Monday, Oct. 26, 1953
The Wayward Avitruc
A plane contract, which has been up in the air since the Kaiser Motor Co. lost it. finally came down to earth last week on a broad Maryland runway. Fairchild Engine & Airplane Corp. of Hagerstown, Md. won the contract for 165 twin-engined Chase C-123 Avitruc transports by underbidding four other companies. Its bid, 10% under its nearest competitor, was close to the original Air Force estimate of $276 million for the big, potbellied assault transports.
The order was a double victory for Fairchild and its president, Richard S. Boutelle, 55. It meant that the company's 9,000-man Hagerstown plant could keep running with almost no layoffs, when production of its own twin-tailed C-119 Packets tapers off next year. And it was also the final payoff in Fairchild's long and bitter wrangle with Kaiser, whose subsidiary. Chase Aircraft, had designed the C-123. The trouble started soon after Korea, when the Air Force farmed out an order for 159 of Fairchild's Cng cargo planes to Kaiser's Willow Run plant. Fairchild thought it should be allowed to make the C-119's itself. Kaiser not only kept the C-119 contract but got another, for 244 of Kaiser's own Chase C-123 Avitrucs. But K-F's costs were so high ($1,300,000 a Packet v. Fairchild's $260,000) that the Air Force canceled both the C-119 and C-123 contracts (TIME, July 6). Now Fairchild has the field to itself, plans to roll into C-123 production at Hagerstown in the middle of next year.
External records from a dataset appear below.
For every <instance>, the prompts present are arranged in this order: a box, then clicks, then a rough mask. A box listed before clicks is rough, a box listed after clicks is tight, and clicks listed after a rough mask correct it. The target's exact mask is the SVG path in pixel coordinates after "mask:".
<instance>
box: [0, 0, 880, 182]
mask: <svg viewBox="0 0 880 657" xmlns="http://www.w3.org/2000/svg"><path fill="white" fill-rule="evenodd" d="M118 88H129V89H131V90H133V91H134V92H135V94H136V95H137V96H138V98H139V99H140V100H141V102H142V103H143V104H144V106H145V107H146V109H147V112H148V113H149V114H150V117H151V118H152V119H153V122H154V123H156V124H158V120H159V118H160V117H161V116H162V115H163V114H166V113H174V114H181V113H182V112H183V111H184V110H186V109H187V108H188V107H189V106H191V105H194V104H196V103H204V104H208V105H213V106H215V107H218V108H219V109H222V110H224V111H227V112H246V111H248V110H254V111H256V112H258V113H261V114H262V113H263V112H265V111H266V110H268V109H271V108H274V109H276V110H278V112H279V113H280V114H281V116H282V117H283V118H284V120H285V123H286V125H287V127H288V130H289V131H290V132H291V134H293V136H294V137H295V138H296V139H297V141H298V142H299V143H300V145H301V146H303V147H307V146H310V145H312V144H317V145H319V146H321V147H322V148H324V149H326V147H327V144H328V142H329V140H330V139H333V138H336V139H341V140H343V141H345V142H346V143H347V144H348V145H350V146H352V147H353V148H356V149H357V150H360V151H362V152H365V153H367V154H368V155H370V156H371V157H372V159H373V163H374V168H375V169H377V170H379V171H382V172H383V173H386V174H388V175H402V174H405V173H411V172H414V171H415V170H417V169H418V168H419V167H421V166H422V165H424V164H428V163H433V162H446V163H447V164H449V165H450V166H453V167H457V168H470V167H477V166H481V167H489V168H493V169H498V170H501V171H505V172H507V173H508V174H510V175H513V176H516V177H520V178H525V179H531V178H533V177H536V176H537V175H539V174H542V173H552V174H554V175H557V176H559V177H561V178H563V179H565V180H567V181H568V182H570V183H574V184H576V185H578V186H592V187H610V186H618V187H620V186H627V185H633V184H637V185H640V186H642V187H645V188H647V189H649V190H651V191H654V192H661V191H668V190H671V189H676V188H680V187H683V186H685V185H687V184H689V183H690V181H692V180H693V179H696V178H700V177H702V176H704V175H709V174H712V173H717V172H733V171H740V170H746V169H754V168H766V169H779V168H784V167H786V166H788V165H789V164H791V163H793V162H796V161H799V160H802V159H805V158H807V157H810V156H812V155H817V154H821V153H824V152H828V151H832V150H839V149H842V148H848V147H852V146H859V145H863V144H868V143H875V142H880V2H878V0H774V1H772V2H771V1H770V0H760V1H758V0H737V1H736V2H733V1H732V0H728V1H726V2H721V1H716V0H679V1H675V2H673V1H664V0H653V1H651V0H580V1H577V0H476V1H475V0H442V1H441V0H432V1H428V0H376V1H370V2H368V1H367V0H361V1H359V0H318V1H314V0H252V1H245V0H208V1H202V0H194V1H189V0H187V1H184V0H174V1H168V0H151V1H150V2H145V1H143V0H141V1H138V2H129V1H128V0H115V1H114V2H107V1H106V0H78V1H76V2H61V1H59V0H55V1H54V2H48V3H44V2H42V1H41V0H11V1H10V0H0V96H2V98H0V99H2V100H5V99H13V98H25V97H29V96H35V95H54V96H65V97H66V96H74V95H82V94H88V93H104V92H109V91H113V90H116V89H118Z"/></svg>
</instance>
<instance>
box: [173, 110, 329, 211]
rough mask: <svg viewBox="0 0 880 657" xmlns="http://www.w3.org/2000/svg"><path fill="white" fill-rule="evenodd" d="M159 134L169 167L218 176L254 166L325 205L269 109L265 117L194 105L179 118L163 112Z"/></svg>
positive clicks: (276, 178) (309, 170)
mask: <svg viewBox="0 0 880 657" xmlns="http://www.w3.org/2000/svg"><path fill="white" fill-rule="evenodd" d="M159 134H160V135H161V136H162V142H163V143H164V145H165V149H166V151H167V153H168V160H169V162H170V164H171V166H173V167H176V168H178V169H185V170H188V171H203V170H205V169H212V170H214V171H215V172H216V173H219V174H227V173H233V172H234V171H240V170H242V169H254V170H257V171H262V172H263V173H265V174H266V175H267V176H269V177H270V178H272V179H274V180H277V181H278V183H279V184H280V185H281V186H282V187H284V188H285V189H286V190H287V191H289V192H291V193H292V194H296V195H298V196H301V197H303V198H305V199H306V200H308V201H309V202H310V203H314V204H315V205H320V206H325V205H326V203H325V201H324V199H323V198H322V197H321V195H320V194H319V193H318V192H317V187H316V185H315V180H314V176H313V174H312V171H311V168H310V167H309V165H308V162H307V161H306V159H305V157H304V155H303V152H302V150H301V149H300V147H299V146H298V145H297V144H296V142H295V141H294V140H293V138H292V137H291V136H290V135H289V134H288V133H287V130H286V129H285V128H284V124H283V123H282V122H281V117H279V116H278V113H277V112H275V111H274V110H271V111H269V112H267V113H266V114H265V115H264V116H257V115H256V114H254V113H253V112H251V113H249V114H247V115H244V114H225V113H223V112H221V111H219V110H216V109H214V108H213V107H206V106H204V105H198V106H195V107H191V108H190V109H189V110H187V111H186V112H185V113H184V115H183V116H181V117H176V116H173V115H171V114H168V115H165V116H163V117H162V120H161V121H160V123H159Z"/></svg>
President Dick Boutelle, a plain-talking, shirtsleeve executive who moved up from plant boss in 1949, has plenty of other products to keep him hustling. He still has a big backlog of Air Force C-ngs, and three Fairchild plants on Long Island are busy making everything from components for J47 turbojet engines to Fairchild's own J44 turbojet to power the Firebee robot target plane. Fairchild is also 1) working on a new, 25-ton pocket submarine, and 2) experimenting with a small lightweight earthmover that can be carried by air.
With the new order for Chase Avitrucs, Fairchild's backlog has zoomed to nearly $600 million. Last year the company grossed $141,642,703, and its $3,148,621 profit was the highest ever.